Jon Ager, Antarctica New Zealand's Scott Base redevelopment project director, says despite delays in construction materials due to covid, the project is on track to be finished by 2028.
The remote location and short summers, means the work on the new base, which must withstand both severe cold and polar winds, will take six years to complete.
All buildings will be pre-fabricated at PrimePort Timaru and shipped to Antarctica on large heavy-transport vessels in eight sections.
Specialised trailers will then transport the buildings onto the ice and into their final position at Scott Base for the 2026 summer season.
Although other locations were considered for a new base, only 0.2 per cent of Antarctica is not covered in ice so Pram Point will continue to be the home of Scott Base 2.0, Ager said.
The existing base will be deconstructed and returned to New Zealand. Hillary’s Hut will be preserved at Pram Point thanks to its historical significance.
The new facility will primarily monitor chemical compounds that destroy the ozone layer but will also log geophysical activity and measurements in space weather.
The work carried out will include a geomagnetic survey, the installation of a new meteorological mast, and the installation of a new soil-climate station.
Additional infrastructure will host several long-term science experiments, some of which have continued uninterrupted since 1957.

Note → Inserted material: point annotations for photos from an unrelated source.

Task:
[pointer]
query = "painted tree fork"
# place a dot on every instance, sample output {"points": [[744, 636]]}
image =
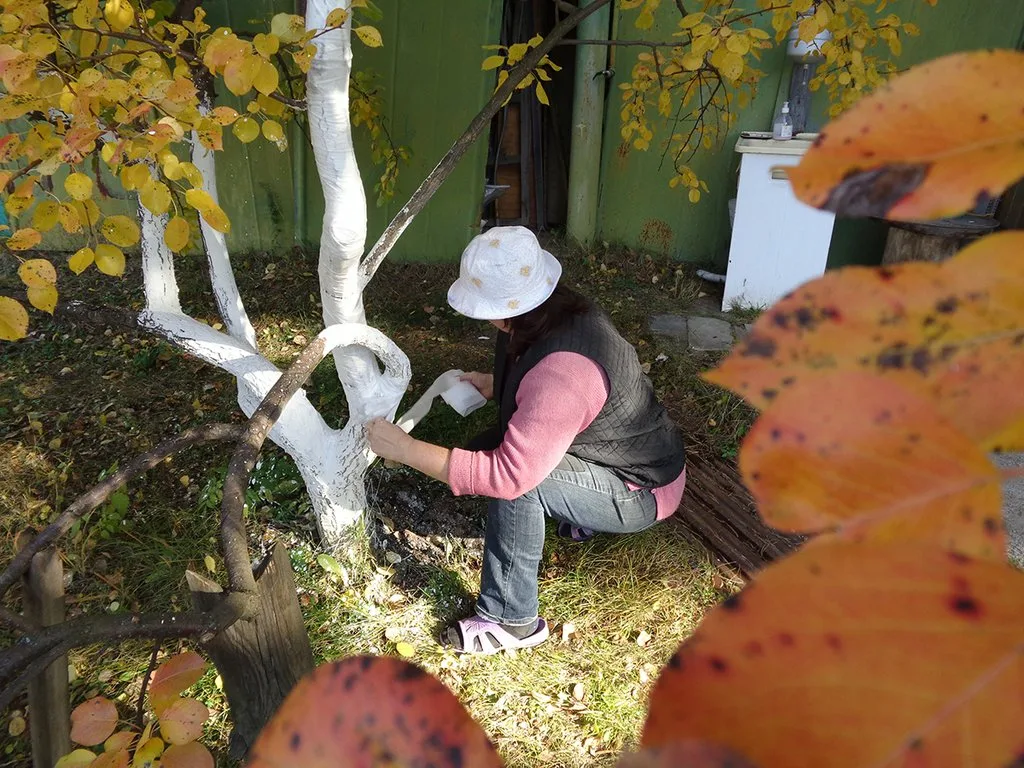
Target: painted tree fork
{"points": [[894, 637]]}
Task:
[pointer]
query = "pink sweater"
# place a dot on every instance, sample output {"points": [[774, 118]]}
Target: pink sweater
{"points": [[557, 399]]}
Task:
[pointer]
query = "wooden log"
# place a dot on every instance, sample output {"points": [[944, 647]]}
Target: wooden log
{"points": [[49, 701], [719, 512], [261, 659]]}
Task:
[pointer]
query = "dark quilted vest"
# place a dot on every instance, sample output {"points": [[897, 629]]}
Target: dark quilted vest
{"points": [[633, 434]]}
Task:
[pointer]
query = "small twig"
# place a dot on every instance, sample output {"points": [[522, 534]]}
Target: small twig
{"points": [[16, 622], [140, 707], [99, 493]]}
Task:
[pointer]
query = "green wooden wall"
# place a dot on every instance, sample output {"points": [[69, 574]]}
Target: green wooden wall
{"points": [[432, 89], [638, 209]]}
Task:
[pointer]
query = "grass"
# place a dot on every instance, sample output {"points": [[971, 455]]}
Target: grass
{"points": [[73, 402]]}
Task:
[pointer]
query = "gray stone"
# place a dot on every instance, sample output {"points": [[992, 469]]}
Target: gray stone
{"points": [[710, 334], [669, 325], [1013, 506], [740, 331]]}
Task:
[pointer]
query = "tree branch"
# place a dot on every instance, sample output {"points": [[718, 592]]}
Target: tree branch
{"points": [[20, 663], [99, 493], [462, 144]]}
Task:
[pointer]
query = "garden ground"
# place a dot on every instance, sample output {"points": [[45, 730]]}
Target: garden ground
{"points": [[76, 401]]}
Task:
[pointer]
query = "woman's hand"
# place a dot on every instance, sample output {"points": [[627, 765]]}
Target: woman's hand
{"points": [[387, 440], [484, 383]]}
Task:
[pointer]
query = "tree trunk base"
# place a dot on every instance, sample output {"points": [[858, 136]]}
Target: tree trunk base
{"points": [[259, 659]]}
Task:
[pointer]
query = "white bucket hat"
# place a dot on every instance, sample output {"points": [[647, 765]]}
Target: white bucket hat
{"points": [[504, 273]]}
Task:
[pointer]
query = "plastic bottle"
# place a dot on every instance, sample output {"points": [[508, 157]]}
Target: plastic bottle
{"points": [[782, 130]]}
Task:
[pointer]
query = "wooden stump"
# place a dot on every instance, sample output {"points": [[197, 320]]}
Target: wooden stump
{"points": [[261, 659], [49, 707], [719, 512]]}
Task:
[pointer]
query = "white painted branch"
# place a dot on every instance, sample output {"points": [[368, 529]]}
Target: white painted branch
{"points": [[158, 264], [344, 229], [225, 290]]}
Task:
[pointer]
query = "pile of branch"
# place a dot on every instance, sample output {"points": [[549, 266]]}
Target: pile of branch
{"points": [[719, 513]]}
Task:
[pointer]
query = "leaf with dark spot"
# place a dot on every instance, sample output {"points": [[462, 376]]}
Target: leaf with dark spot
{"points": [[877, 461], [880, 160], [392, 714], [969, 364], [883, 666]]}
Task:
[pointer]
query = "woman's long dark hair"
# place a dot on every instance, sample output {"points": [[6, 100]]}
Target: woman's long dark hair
{"points": [[558, 309]]}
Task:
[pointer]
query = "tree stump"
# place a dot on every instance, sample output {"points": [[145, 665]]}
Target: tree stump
{"points": [[933, 241], [719, 512], [49, 707], [259, 659]]}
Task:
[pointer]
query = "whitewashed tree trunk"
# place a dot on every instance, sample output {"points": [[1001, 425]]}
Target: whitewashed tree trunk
{"points": [[333, 462]]}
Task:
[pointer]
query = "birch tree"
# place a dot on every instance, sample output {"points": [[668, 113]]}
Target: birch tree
{"points": [[137, 90]]}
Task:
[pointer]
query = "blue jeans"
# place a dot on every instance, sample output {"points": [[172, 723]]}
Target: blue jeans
{"points": [[576, 492]]}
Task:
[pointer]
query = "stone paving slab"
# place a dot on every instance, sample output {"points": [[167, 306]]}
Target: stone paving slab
{"points": [[1013, 506], [710, 334]]}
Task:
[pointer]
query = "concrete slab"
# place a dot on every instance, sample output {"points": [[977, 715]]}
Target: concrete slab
{"points": [[710, 334], [1013, 506], [669, 325]]}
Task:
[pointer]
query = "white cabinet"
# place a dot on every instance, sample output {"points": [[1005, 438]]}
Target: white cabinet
{"points": [[777, 242]]}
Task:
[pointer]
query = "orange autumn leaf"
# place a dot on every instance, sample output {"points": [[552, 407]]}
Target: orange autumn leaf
{"points": [[853, 654], [952, 332], [928, 144], [372, 711], [93, 721], [857, 452], [172, 677]]}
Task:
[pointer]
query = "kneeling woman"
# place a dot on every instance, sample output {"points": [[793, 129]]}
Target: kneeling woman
{"points": [[581, 436]]}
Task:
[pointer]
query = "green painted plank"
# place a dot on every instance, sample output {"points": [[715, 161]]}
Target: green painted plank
{"points": [[638, 208]]}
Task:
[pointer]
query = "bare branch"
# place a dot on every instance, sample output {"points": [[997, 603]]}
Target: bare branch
{"points": [[232, 531], [462, 144], [22, 662], [99, 493]]}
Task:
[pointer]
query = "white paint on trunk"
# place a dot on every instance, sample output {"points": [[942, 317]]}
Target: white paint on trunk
{"points": [[158, 263], [225, 290], [344, 231], [333, 462]]}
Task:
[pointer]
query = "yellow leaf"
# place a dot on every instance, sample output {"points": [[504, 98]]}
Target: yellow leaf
{"points": [[79, 186], [690, 20], [37, 273], [44, 298], [69, 219], [692, 61], [337, 17], [81, 260], [120, 230], [176, 235], [45, 216], [288, 28], [370, 36], [272, 130], [24, 239], [266, 46], [110, 260], [156, 197], [266, 79], [246, 129], [516, 52], [13, 320], [223, 116], [404, 649], [542, 95]]}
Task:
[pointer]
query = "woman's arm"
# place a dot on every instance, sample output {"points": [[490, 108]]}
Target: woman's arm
{"points": [[389, 441]]}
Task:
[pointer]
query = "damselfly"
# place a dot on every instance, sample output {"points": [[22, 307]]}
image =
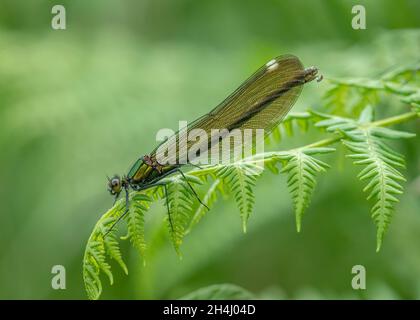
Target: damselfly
{"points": [[261, 102]]}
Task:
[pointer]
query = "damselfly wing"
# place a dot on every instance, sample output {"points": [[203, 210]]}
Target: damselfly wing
{"points": [[261, 102]]}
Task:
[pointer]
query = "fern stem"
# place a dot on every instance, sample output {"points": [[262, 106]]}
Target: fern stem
{"points": [[323, 142], [394, 120]]}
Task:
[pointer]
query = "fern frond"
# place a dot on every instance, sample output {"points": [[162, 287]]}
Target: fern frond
{"points": [[139, 204], [209, 199], [367, 142], [240, 178], [349, 97], [300, 120], [112, 248], [301, 169], [181, 203], [380, 171]]}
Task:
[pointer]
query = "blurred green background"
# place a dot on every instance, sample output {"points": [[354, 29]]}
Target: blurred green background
{"points": [[81, 103]]}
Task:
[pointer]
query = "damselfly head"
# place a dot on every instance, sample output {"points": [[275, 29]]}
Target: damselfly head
{"points": [[311, 74], [114, 185]]}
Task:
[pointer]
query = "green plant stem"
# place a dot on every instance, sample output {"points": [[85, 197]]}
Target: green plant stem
{"points": [[394, 120]]}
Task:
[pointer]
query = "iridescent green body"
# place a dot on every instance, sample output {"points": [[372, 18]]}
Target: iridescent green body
{"points": [[142, 173]]}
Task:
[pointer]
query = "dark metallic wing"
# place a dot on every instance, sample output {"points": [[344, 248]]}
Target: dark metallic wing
{"points": [[261, 102]]}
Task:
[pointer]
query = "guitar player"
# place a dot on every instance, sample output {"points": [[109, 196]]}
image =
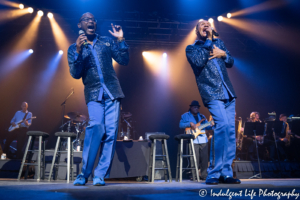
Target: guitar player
{"points": [[19, 134], [189, 120]]}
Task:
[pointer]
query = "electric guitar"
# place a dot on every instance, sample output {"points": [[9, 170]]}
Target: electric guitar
{"points": [[200, 126], [12, 128]]}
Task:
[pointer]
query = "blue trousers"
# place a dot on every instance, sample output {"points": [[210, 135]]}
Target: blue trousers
{"points": [[101, 131], [223, 145]]}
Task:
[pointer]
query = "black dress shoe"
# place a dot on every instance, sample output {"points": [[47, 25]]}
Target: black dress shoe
{"points": [[229, 180], [212, 181]]}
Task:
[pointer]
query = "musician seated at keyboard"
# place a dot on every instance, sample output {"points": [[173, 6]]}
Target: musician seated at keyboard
{"points": [[282, 140], [190, 120], [18, 134]]}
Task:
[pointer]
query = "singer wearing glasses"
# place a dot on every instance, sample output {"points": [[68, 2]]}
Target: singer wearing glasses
{"points": [[209, 60], [90, 58]]}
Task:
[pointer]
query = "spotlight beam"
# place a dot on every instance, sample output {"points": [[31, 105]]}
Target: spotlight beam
{"points": [[9, 15], [268, 5], [274, 35]]}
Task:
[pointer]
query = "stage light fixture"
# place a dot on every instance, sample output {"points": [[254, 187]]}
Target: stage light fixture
{"points": [[40, 13], [50, 15], [30, 10]]}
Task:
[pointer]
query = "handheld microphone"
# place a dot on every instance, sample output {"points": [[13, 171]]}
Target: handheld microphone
{"points": [[81, 32]]}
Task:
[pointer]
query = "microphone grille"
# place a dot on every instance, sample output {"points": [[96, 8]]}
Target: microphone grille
{"points": [[81, 32]]}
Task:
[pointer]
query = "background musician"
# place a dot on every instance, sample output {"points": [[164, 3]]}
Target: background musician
{"points": [[190, 119], [20, 133], [250, 141], [254, 117], [282, 139]]}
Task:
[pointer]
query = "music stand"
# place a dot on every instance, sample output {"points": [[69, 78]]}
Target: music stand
{"points": [[253, 129], [295, 127], [275, 127]]}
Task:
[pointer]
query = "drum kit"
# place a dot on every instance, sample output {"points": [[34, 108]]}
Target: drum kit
{"points": [[76, 123]]}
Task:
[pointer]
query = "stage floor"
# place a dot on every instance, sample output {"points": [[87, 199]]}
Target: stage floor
{"points": [[30, 189]]}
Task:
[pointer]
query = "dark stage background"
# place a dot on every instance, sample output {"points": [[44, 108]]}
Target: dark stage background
{"points": [[263, 38]]}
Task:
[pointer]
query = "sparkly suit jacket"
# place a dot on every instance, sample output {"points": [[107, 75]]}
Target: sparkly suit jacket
{"points": [[207, 75], [85, 66]]}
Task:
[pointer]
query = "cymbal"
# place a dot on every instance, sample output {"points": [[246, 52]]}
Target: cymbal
{"points": [[76, 116]]}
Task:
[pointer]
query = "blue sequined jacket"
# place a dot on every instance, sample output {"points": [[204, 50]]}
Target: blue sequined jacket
{"points": [[207, 75], [85, 67]]}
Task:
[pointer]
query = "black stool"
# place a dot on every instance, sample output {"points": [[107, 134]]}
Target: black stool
{"points": [[165, 156], [41, 153], [57, 153], [191, 155]]}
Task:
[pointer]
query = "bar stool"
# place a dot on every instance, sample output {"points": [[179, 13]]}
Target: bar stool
{"points": [[191, 155], [165, 156], [41, 153], [57, 153]]}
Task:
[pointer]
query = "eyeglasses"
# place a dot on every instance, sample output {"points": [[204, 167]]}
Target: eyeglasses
{"points": [[88, 19]]}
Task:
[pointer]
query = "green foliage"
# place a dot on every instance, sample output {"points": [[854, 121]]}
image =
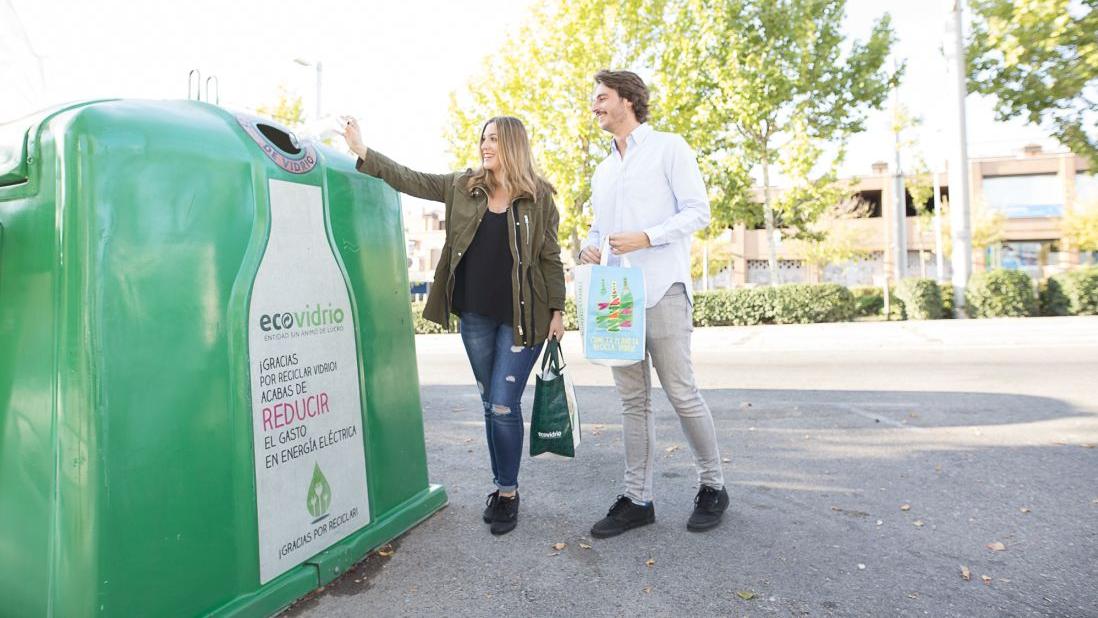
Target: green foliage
{"points": [[807, 303], [739, 306], [1000, 293], [921, 298], [869, 301], [1071, 293], [794, 303], [425, 326], [947, 293], [768, 82], [544, 76], [743, 81], [1040, 59], [288, 110], [1080, 226]]}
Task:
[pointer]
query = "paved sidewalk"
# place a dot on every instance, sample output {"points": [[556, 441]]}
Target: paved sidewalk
{"points": [[869, 463]]}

Highly sensitive radio receivers, nicknamed “Chloe”, will be installed and functional for the 2022-2023 summer research season.
Holmes Fire engineer Stuart Harris and his colleagues have been working on safety modifications in this unique environment.
“We have been working on this project for years,” he told TWN.
“We love the challenge of fire-engineering designs in Antarctica, generally.
“If you evacuate outside, then you could freeze. You cannot assume there is a fire brigade up the road that will come help. You cannot assume there will be liquid water available for fire-fighting."
The buildings will be designed to withstand extreme winds and cold polar temperatures and snowdrifts, and will be home to 100 people, up from the current cohort of 86.